小姑娘刘英一听不带自己去,就立马哭着说:“凭什么?你们都去了,为什么不准我去?你别忘了我也姓刘,报家仇这么大事,你不让我去不行。”
刘宝龙见宝贝女儿哭着要去,就说:“英儿虽小,但她对那儿的山山水水都很熟悉,让她给你们做向导吧。”
赵红生说:“可以!但,必须听从指挥。”
“只要答应我去,你怎么说都可以。”小姑娘立马又破啼笑了起来。
六天后,几个人在刘宝龙隐居的龙源峡谷竹园内会合了,
南山,三面环湖,风景秀丽,的确是一个隐居的好住处。
丐帮浔阳分舵舵主秦时飞拿着一张草图向赵红生等人介绍说:“文玉在野老洞前布置了一个大花园,此地原来是一个叫西江渔翁的武林前辈的,后来老前辈死了,文玉从前辈的女儿手中买下。然后世行改造。”
“野老洞是一个进深不足三十丈溶洞,洞内有六个小洞,均被西江渔翁装修的十分华丽。洞前有一个前四后五左四左四的四合院,左四第三间内有一个秘道入口,直通山外南沟。”

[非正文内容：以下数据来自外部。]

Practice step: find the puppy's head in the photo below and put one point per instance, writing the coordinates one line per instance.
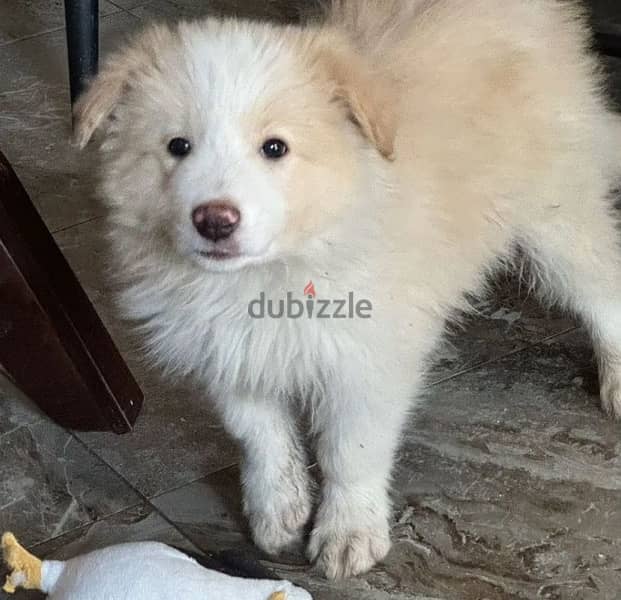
(235, 143)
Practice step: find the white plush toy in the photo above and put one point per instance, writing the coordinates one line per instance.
(140, 571)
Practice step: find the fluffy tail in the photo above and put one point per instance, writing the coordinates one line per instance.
(26, 569)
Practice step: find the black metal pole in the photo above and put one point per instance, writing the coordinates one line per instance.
(82, 23)
(609, 44)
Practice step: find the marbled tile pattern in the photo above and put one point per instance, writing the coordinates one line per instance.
(508, 485)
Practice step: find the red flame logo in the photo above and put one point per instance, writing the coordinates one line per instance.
(309, 290)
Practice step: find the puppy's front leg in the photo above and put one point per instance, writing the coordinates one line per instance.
(360, 426)
(276, 483)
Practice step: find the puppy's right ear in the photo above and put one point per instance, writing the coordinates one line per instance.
(96, 104)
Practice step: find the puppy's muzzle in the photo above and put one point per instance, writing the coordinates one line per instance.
(216, 220)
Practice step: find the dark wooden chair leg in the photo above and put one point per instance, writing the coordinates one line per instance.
(52, 342)
(82, 24)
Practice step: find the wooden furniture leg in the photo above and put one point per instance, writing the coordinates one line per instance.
(52, 343)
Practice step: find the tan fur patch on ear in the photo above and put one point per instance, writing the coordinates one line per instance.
(106, 90)
(370, 99)
(96, 104)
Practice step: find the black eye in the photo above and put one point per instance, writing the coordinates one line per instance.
(179, 147)
(274, 149)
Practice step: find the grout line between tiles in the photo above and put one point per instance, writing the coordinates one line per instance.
(192, 481)
(501, 357)
(84, 525)
(67, 227)
(146, 499)
(31, 36)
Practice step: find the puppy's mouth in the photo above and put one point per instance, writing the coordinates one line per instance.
(219, 255)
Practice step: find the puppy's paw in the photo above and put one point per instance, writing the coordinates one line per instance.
(348, 552)
(610, 391)
(277, 522)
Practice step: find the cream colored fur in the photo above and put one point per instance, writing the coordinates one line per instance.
(428, 141)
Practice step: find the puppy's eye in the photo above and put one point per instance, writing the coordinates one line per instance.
(179, 147)
(274, 149)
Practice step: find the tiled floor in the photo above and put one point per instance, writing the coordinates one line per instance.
(509, 480)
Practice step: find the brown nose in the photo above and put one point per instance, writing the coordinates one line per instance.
(216, 220)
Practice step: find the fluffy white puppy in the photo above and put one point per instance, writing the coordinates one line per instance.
(394, 155)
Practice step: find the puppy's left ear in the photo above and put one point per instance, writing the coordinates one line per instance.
(370, 98)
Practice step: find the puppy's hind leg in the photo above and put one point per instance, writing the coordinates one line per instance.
(577, 256)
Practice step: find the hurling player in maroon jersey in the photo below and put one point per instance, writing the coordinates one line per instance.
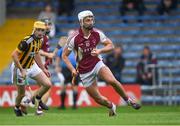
(89, 61)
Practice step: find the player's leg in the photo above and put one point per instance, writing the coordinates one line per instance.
(20, 95)
(95, 94)
(75, 95)
(105, 74)
(39, 110)
(63, 96)
(45, 85)
(19, 83)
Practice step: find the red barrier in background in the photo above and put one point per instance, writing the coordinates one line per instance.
(8, 95)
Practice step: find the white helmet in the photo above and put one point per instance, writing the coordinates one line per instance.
(84, 14)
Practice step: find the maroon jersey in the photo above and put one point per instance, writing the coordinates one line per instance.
(45, 45)
(83, 47)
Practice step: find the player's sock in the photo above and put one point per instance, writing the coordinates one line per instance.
(75, 94)
(17, 110)
(41, 104)
(132, 103)
(39, 111)
(112, 110)
(63, 96)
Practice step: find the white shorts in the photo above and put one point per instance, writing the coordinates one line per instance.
(88, 78)
(16, 77)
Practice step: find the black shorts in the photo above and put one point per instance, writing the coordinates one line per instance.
(68, 76)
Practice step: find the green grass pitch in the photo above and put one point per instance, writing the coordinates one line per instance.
(147, 115)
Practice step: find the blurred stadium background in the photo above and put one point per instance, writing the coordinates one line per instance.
(160, 32)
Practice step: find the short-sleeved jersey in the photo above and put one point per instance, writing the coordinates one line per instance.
(83, 47)
(27, 48)
(71, 57)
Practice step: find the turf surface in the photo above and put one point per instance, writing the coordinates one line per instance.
(148, 115)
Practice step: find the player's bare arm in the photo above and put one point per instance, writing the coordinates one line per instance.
(40, 64)
(108, 46)
(65, 55)
(15, 55)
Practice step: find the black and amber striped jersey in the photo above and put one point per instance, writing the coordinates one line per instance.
(27, 48)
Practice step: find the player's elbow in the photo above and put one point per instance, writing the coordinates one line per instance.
(112, 46)
(64, 57)
(13, 55)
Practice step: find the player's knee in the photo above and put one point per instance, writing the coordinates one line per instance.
(99, 99)
(111, 81)
(48, 85)
(21, 95)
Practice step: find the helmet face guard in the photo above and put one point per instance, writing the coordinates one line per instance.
(84, 14)
(39, 25)
(39, 29)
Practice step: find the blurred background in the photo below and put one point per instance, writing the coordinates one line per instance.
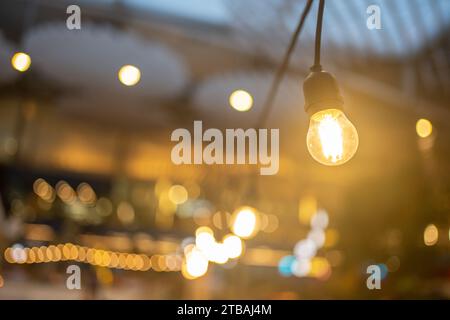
(86, 176)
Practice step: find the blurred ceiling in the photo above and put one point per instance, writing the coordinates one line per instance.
(194, 54)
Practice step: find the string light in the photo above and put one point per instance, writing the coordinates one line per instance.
(17, 254)
(424, 128)
(332, 139)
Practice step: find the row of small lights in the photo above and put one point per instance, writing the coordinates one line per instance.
(206, 249)
(17, 254)
(240, 100)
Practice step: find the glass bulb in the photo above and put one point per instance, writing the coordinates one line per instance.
(332, 139)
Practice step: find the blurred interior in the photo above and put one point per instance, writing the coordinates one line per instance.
(86, 175)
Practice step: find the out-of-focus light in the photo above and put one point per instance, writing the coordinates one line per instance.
(103, 207)
(430, 235)
(21, 61)
(129, 75)
(244, 222)
(307, 207)
(331, 238)
(196, 263)
(233, 246)
(18, 253)
(217, 254)
(44, 190)
(86, 194)
(125, 212)
(285, 265)
(319, 220)
(424, 128)
(65, 192)
(178, 194)
(241, 100)
(393, 264)
(320, 268)
(104, 276)
(204, 240)
(301, 267)
(317, 236)
(305, 249)
(335, 257)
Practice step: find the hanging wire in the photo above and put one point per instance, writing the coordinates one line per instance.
(317, 66)
(282, 68)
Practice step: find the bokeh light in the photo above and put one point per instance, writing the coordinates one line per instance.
(178, 194)
(430, 235)
(244, 222)
(129, 75)
(241, 100)
(424, 128)
(21, 61)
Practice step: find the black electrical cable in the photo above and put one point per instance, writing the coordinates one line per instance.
(282, 68)
(317, 66)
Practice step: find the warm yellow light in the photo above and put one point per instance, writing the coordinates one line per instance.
(178, 194)
(125, 212)
(204, 240)
(217, 254)
(86, 194)
(241, 100)
(430, 235)
(233, 246)
(65, 192)
(21, 61)
(332, 139)
(196, 263)
(244, 222)
(129, 75)
(424, 128)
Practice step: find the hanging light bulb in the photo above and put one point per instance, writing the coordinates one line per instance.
(332, 139)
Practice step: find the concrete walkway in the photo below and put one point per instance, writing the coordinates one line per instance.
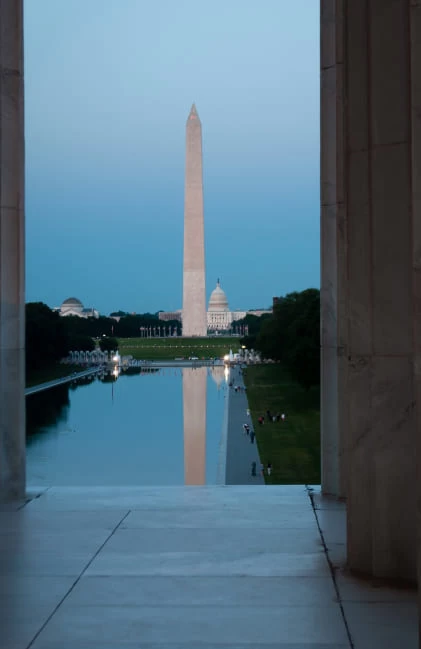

“这个文玉虽然闲居养老了,但家中有食客三四十人,这些人个个身手不凡。”
方毕生皱了皱眉说:“他网络这么多人是心中鬼。”
刘大旺感激地说:“多亏有你们帮忙,否则我们搞不好就陷进去了。”
秦时飞抱拳说:“帮主发令,我丐帮全力配合小师叔的行动,听从小师叔调遣。”
这时,在外担任警戒任务的沙旺领一位黑大汉进来,黑大汉向赵红生躬身说道:“排教藩阳湖分堂堂主岳立山拜见小师叔和各位英雄。”
赵红生连忙还礼,问:“贵教教主吕师兄身体可好?”
“回师叔,家师最近好多了,一餐能喝半斤酒,能吃一斤肉啦。”
“那好,那好。”赵红生高兴地说。
“师叔,家师生气了。”
“怎么啦?”
“这次行动您没有告诉我们。若不是丐帮兄弟借船,我们还不知道呢。”
赵红生笑道:“事后,我去镜湖登门陪礼。”
一夜无书,第二天上午赵红生和岳立山二人巧装成渔家进入野老洞附近水域侦察。
而方毕生和沙旺二人打扮成猎户进入了野老洞附近侦察,其他人员均在龙源峡谷内休息。
黄昏时分,大家陆续回来,吃完晚饭后,大家围绕着白天侦察的结果进行讨论。
刘萱宜说:“我认为,我们还是可以要利用那个秘道。”
秦时飞说:“那个秘道早几年前就被西江渔翁给封了。”
华刚问:“老爷子为什么封那个地道?”
“据他女儿说,老爷子怕歹人从外面进家,就将外面的出口封起来了。”秦时飞说:“院子内有两个入口,一个在房间里,另一个在水井里。”
胡得才说:“我们去挖通外面出口。”
秦时飞说:“行,我马上调人手。”
刘家虎一拍手说:“择日不如撞日,今晚动手!”
赵红生说:“好!排教和丐帮兄弟在水中待面,如果秘道进攻受阻,你们就从水上进攻;如果秘道得手,你们就在水上防止有人从水中逃走,尤其防止刘不谋。秦舵主认识老谋子,你就在水上这一组。”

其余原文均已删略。